# Should I skip the first Mass Effect game?



## Tony Lou (May 6, 2013)

Or would I miss important bits of the plot?


----------



## Patchouli (May 6, 2013)

As someone who literally just got done with playing through the series yesterday for the first time, do not skip.

Do not skip under any circumstance.


----------



## Death-kun (May 6, 2013)

Why not just buy the trilogy pack?


----------



## Blue (May 6, 2013)

It's only the best of the three, of course you can skip it.

3 would have been the best, but...


----------



## Patchouli (May 6, 2013)

Blue said:


> It's only the best of the three, of course you can skip it.
> 
> 3 would have been the best, but...



This.

And yep. 

Yep.


----------



## dream (May 6, 2013)

Don't skip the first game, it's easily the best one in my opinion.


----------



## Blue (May 6, 2013)

Patchouli said:


> This.
> 
> And yep.
> 
> Yep.





Solaris said:


> Don't skip the first game, it's easily the best one in my opinion.


----------



## Tony Lou (May 6, 2013)

Patchouli said:


> As someone who literally just got done with playing through the series yesterday for the first time, do not skip.
> 
> Do not skip under any circumstance.





Solaris said:


> Don't skip the first game, it's easily the best one in my opinion.



Ha.... that confirms it. The guy from the game store was trying to trick me.

He tried to convince me to skip it because according to him it's a lot of story and little gameplay and many people didn't like it.

The first game is considerably cheaper, so I can see why he'd rather have me get Mass Effect 2 instead.


----------



## Blue (May 6, 2013)

Also choices carry over from game to game, and if you go right into 2 it makes a lot of ^ (not the meaning of the word "respect".) choices for you.


----------



## Patchouli (May 6, 2013)

Luiz said:


> Ha.... that confirms it.
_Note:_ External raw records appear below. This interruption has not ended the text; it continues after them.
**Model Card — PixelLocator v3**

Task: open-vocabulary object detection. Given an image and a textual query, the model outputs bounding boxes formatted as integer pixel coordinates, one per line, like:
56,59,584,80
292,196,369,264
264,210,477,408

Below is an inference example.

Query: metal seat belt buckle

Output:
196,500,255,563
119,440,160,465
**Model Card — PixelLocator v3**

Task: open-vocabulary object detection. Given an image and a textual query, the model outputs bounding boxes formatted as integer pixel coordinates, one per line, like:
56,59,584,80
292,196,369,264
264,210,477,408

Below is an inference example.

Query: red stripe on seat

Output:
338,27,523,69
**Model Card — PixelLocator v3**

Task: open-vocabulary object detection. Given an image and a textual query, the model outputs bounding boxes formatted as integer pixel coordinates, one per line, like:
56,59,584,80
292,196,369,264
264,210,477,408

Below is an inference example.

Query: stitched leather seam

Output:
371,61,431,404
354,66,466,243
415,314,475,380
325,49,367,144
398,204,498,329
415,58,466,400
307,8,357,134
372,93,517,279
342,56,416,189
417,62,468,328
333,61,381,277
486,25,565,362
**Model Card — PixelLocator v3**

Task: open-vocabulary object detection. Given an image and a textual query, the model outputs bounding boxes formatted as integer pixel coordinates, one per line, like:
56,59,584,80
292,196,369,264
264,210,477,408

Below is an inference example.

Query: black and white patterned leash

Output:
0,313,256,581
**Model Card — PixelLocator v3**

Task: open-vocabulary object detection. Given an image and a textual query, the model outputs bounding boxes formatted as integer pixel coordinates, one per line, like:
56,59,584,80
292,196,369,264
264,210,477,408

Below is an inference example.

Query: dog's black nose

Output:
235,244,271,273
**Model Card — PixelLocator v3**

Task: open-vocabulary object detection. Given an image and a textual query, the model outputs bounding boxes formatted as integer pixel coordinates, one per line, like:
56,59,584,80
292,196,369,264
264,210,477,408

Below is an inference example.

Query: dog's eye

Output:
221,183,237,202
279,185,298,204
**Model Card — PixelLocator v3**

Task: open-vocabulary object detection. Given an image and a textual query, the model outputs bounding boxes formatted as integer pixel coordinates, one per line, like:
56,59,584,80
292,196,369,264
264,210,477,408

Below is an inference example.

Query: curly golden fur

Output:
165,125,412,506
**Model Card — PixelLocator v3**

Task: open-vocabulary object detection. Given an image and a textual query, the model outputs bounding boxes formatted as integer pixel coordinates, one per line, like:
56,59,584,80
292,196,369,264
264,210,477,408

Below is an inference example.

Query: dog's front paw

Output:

The guy from the game store was trying to trick me.
> 
> He tried to convince me to skip it because according to him it's a lot of story and little gameplay and many people didn't like it.
> 
> The first game is considerably cheaper, so I can see why he'd rather have me get Mass Effect 2 instead.



Well, he's not entirely wrong on the story/gameplay bit. But ME1's combat is enjoyable, it's just that 2 and 3 changed things up for the better. ME1 is fucking wondrous on the story-side, and I've not heard of a single person who didn't like the first game. You're introduced to a whole galaxy of characters and themes. If you jump right into ME2, you'd feel so lost.

That and your choices in ME1 _will_ effect things in ME2 and ME3.


----------



## Blue (May 6, 2013)

To be honest I preferred the infinite bullet hose gunplay to the pick-up-clips-for-human-weapons-from-dead-aliens-nobody-has-ever-met gunplay.

But I seem to be in the minority.


----------



## Patchouli (May 6, 2013)

Blue said:


> To be honest I preferred the infinite bullet hose gunplay to the pick-up-clips-for-human-weapons-from-dead-aliens-nobody-has-ever-met gunplay.
> 
> But I seem to be in the minority.



I agree with the ammo issue. What I'm talking about is skills. I played as a Vanguard, so I didn't have the Charge ability in ME1. That ability single-handedly makes that class. (And breaks it.)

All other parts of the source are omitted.